By Claudius Gräbner and Birte Strunk
In a recent paper we engaged with common critiques of the concept and the movement for more pluralism in economics. We found that while the majority of the critiques are either unfounded, easy to dismiss or address strawmen, others do highlight challenges the pluralist movement should address.
In 2017, we were spending a week at the Summer Academy for Pluralist Economics, when the German economist Johannes Becker published a blog article on Makronom entitled “The Movement for Pluralist Economics risks its success” (translated from German). He argues that the movement for pluralist economics faces a decision: it could continue to be a movement of fundamental opposition against the ‘economic mainstream’, or it could start striving for ‘real change’. Economics professors, at least in Germany, Becker argued, were highly perceptive and open-minded towards alternative perspectives in economics. If the movement would focus more on constructive engagement with economics faculties rather than on fundamental critique, then there would be a greater amount of pluralist seminars and lectures.

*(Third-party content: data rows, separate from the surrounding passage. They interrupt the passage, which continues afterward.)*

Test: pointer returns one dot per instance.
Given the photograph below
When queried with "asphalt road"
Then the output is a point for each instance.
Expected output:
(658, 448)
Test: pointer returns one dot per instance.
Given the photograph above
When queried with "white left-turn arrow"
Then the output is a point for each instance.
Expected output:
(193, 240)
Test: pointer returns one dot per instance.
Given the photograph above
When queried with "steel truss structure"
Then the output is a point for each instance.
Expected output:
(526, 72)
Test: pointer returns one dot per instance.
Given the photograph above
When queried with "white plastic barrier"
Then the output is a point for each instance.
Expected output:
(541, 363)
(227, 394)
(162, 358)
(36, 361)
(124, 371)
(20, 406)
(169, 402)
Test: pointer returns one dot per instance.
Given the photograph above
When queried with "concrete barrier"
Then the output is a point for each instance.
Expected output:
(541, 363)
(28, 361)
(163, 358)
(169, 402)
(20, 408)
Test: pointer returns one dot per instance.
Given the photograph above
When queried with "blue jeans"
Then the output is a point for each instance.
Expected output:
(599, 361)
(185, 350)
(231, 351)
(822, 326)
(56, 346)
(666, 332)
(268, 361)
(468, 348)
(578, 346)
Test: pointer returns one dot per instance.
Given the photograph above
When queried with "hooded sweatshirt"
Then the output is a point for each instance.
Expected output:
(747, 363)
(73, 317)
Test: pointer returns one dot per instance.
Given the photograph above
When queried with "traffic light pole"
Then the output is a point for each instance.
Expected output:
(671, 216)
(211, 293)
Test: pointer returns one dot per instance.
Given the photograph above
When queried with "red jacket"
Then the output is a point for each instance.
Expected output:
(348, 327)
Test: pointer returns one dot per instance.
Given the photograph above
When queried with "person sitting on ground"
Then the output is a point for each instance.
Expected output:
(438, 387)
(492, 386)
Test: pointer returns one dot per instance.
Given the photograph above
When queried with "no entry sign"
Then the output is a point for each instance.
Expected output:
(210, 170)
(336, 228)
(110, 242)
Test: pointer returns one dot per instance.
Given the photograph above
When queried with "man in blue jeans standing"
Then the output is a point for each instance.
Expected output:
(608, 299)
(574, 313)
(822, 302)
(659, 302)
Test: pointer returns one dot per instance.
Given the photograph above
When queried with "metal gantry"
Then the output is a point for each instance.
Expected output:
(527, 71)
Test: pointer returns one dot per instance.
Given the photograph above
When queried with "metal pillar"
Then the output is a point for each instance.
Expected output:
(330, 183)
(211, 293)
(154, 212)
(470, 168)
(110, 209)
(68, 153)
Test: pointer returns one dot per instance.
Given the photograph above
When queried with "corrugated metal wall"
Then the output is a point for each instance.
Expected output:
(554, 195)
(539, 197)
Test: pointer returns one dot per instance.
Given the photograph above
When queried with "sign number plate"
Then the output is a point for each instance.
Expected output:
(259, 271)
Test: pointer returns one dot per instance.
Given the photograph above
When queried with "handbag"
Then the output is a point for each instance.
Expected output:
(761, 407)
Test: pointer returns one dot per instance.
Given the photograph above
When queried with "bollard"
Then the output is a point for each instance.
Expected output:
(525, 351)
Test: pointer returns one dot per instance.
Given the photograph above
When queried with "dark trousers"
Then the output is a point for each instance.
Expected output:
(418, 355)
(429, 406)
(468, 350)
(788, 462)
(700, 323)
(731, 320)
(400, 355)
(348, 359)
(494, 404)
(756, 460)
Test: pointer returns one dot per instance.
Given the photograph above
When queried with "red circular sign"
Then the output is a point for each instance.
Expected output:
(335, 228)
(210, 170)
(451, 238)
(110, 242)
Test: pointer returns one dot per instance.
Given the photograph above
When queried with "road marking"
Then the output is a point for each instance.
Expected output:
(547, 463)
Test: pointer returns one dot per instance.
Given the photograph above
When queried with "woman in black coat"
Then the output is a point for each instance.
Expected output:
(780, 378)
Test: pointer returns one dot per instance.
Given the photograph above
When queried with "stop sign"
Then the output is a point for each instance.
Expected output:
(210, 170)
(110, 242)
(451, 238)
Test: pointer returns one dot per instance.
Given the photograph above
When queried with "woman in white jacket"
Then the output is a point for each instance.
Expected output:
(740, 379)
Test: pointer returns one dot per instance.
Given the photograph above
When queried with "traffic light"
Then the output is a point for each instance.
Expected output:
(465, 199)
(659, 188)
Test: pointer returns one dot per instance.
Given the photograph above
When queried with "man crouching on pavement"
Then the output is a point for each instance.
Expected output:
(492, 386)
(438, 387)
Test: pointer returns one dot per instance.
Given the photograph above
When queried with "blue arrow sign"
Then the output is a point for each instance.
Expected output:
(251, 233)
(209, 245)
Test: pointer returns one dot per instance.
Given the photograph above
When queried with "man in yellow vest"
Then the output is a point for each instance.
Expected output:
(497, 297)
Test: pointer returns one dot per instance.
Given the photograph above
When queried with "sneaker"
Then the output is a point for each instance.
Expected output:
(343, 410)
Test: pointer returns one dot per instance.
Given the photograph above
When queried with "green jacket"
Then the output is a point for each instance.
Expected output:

Being surrounded by around 100 fellow pluralists who dedicated a week of their summer to study different approaches to economics, the accusation of simply being a movement of unconstructive opposition seemed alienating to us. So we drafted a response, arguing that pluralist economics is about both critique and the construction of alternative practices. Based on this response, we wrote an article evaluating the critiques posed toward pluralist economics, drawing from philosophy of science, philosophy of economics, and philosophy of interdisciplinarity. When writing the paper, which has recently been published in the Journal of Economic Methodology, we indeed found many critiques of pluralism to be unconvincing, yet we also discovered that some critiques of pluralism are not easily dismissed. They should be taken seriously by pluralists because an honest engagement with these critiques rather than the neglect of their relevance could, we believe, make the movement for pluralism in economics more convincing and successful.